FIG. 7 is a perspective view of a currently planned space robot.

[Explanation of symbols]

 DESCRIPTION OF SYMBOLS 1 Main body 20 Laser measuring device 21 Y-axis drive part 22 X-axis drive part 23 Rotating shaft 24, 25a, 29 Gear 25 Rotation switching device 26, 28, 40, 42 Motor 27 Axis 41 Radial moving device 43 Motor gear 44 Fixed gear Reference Signs List 50 laser transmission / reception unit 51 laser scanning drive unit 52 laser beam oscillation unit 53 amplification unit 54 control device

Claims (5)

[Claims] 1. A robot comprising a plurality of arms having multiple joints in a main body, wherein a laser measuring device attached to a lower surface of the main body and a laser beam from the laser measuring device are zigzag toward a surface orthogonal to the laser measuring device.

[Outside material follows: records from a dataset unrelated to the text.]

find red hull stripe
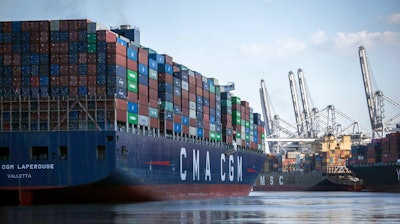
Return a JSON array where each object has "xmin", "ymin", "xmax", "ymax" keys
[
  {"xmin": 247, "ymin": 168, "xmax": 257, "ymax": 173},
  {"xmin": 144, "ymin": 161, "xmax": 171, "ymax": 166}
]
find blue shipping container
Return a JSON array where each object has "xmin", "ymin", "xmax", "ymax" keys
[
  {"xmin": 138, "ymin": 74, "xmax": 148, "ymax": 86},
  {"xmin": 174, "ymin": 123, "xmax": 182, "ymax": 133},
  {"xmin": 127, "ymin": 48, "xmax": 137, "ymax": 61},
  {"xmin": 158, "ymin": 63, "xmax": 173, "ymax": 74},
  {"xmin": 127, "ymin": 102, "xmax": 138, "ymax": 113},
  {"xmin": 182, "ymin": 116, "xmax": 189, "ymax": 126},
  {"xmin": 138, "ymin": 63, "xmax": 148, "ymax": 76},
  {"xmin": 148, "ymin": 58, "xmax": 157, "ymax": 70}
]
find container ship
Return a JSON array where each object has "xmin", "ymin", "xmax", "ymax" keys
[
  {"xmin": 0, "ymin": 19, "xmax": 266, "ymax": 205},
  {"xmin": 347, "ymin": 125, "xmax": 400, "ymax": 192},
  {"xmin": 253, "ymin": 135, "xmax": 363, "ymax": 191}
]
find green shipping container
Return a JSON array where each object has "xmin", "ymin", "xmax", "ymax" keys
[
  {"xmin": 87, "ymin": 43, "xmax": 96, "ymax": 53},
  {"xmin": 232, "ymin": 96, "xmax": 241, "ymax": 105},
  {"xmin": 236, "ymin": 132, "xmax": 241, "ymax": 139},
  {"xmin": 210, "ymin": 131, "xmax": 216, "ymax": 140},
  {"xmin": 87, "ymin": 33, "xmax": 97, "ymax": 43},
  {"xmin": 128, "ymin": 112, "xmax": 138, "ymax": 124},
  {"xmin": 149, "ymin": 69, "xmax": 158, "ymax": 80},
  {"xmin": 127, "ymin": 80, "xmax": 138, "ymax": 92},
  {"xmin": 216, "ymin": 133, "xmax": 222, "ymax": 141},
  {"xmin": 148, "ymin": 107, "xmax": 158, "ymax": 118},
  {"xmin": 160, "ymin": 101, "xmax": 173, "ymax": 111},
  {"xmin": 221, "ymin": 100, "xmax": 232, "ymax": 107},
  {"xmin": 127, "ymin": 69, "xmax": 138, "ymax": 81}
]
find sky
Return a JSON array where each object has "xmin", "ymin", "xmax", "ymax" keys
[{"xmin": 1, "ymin": 0, "xmax": 399, "ymax": 136}]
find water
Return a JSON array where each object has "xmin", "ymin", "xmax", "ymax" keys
[{"xmin": 1, "ymin": 191, "xmax": 399, "ymax": 224}]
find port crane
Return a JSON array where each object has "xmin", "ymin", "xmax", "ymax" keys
[
  {"xmin": 358, "ymin": 46, "xmax": 400, "ymax": 138},
  {"xmin": 288, "ymin": 69, "xmax": 318, "ymax": 138}
]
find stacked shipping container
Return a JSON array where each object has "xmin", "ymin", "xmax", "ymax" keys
[{"xmin": 0, "ymin": 19, "xmax": 265, "ymax": 151}]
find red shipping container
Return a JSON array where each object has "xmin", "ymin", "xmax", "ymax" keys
[
  {"xmin": 188, "ymin": 75, "xmax": 196, "ymax": 86},
  {"xmin": 127, "ymin": 91, "xmax": 138, "ymax": 102},
  {"xmin": 69, "ymin": 64, "xmax": 78, "ymax": 75},
  {"xmin": 115, "ymin": 98, "xmax": 127, "ymax": 110},
  {"xmin": 59, "ymin": 54, "xmax": 69, "ymax": 64},
  {"xmin": 39, "ymin": 43, "xmax": 49, "ymax": 53},
  {"xmin": 150, "ymin": 118, "xmax": 159, "ymax": 129},
  {"xmin": 21, "ymin": 21, "xmax": 30, "ymax": 31},
  {"xmin": 12, "ymin": 66, "xmax": 21, "ymax": 76},
  {"xmin": 107, "ymin": 43, "xmax": 126, "ymax": 56},
  {"xmin": 69, "ymin": 86, "xmax": 78, "ymax": 96},
  {"xmin": 116, "ymin": 109, "xmax": 127, "ymax": 122},
  {"xmin": 149, "ymin": 88, "xmax": 158, "ymax": 100},
  {"xmin": 39, "ymin": 21, "xmax": 50, "ymax": 31},
  {"xmin": 158, "ymin": 73, "xmax": 173, "ymax": 83},
  {"xmin": 138, "ymin": 84, "xmax": 148, "ymax": 94},
  {"xmin": 3, "ymin": 44, "xmax": 12, "ymax": 54},
  {"xmin": 181, "ymin": 90, "xmax": 189, "ymax": 99},
  {"xmin": 165, "ymin": 120, "xmax": 173, "ymax": 131},
  {"xmin": 87, "ymin": 64, "xmax": 97, "ymax": 75},
  {"xmin": 196, "ymin": 87, "xmax": 202, "ymax": 96},
  {"xmin": 203, "ymin": 106, "xmax": 209, "ymax": 115},
  {"xmin": 30, "ymin": 32, "xmax": 40, "ymax": 42},
  {"xmin": 173, "ymin": 95, "xmax": 181, "ymax": 106},
  {"xmin": 149, "ymin": 79, "xmax": 157, "ymax": 89},
  {"xmin": 107, "ymin": 53, "xmax": 126, "ymax": 67},
  {"xmin": 12, "ymin": 54, "xmax": 20, "ymax": 65},
  {"xmin": 59, "ymin": 20, "xmax": 69, "ymax": 30},
  {"xmin": 139, "ymin": 104, "xmax": 148, "ymax": 116},
  {"xmin": 96, "ymin": 86, "xmax": 106, "ymax": 96},
  {"xmin": 3, "ymin": 54, "xmax": 12, "ymax": 65},
  {"xmin": 87, "ymin": 86, "xmax": 96, "ymax": 96},
  {"xmin": 59, "ymin": 75, "xmax": 69, "ymax": 85},
  {"xmin": 138, "ymin": 51, "xmax": 148, "ymax": 65},
  {"xmin": 97, "ymin": 30, "xmax": 117, "ymax": 43},
  {"xmin": 59, "ymin": 42, "xmax": 69, "ymax": 52},
  {"xmin": 162, "ymin": 54, "xmax": 173, "ymax": 64},
  {"xmin": 87, "ymin": 74, "xmax": 96, "ymax": 85},
  {"xmin": 182, "ymin": 106, "xmax": 189, "ymax": 116},
  {"xmin": 203, "ymin": 90, "xmax": 209, "ymax": 99},
  {"xmin": 189, "ymin": 93, "xmax": 196, "ymax": 102},
  {"xmin": 50, "ymin": 54, "xmax": 60, "ymax": 64},
  {"xmin": 78, "ymin": 53, "xmax": 87, "ymax": 63},
  {"xmin": 2, "ymin": 22, "xmax": 12, "ymax": 32},
  {"xmin": 138, "ymin": 93, "xmax": 148, "ymax": 103},
  {"xmin": 127, "ymin": 59, "xmax": 138, "ymax": 71},
  {"xmin": 174, "ymin": 114, "xmax": 181, "ymax": 123},
  {"xmin": 149, "ymin": 98, "xmax": 158, "ymax": 108},
  {"xmin": 78, "ymin": 75, "xmax": 87, "ymax": 85},
  {"xmin": 190, "ymin": 118, "xmax": 197, "ymax": 127},
  {"xmin": 50, "ymin": 76, "xmax": 60, "ymax": 86},
  {"xmin": 40, "ymin": 32, "xmax": 49, "ymax": 43},
  {"xmin": 60, "ymin": 65, "xmax": 69, "ymax": 76},
  {"xmin": 68, "ymin": 31, "xmax": 78, "ymax": 41},
  {"xmin": 182, "ymin": 125, "xmax": 189, "ymax": 135},
  {"xmin": 69, "ymin": 75, "xmax": 78, "ymax": 86},
  {"xmin": 87, "ymin": 53, "xmax": 97, "ymax": 64}
]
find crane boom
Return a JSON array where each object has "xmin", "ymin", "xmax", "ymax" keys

And a scanning driving device for scanning the robot. 2. A robot comprising a plurality of arms having multiple joints on a main body, wherein a laser measuring device mounted on a lower surface and a laser beam from the laser measuring device are spirally scanned toward a surface orthogonal to the laser measuring device. And a scanning drive device. 3. A robot comprising a plurality of arms having multiple joints in a main body, wherein a plurality of laser measuring devices attached to front, rear, left, right, and upper and lower surfaces of the main body, and a beam from the laser measuring device are provided. A scanning drive device for scanning in an arbitrary pattern toward an orthogonal surface. 4. The robot vision apparatus according to claim 3, wherein the scanning driving device scans the beam in a zigzag manner. 5. The robot vision apparatus according to claim 3, wherein the scanning driving device scans the beam spirally.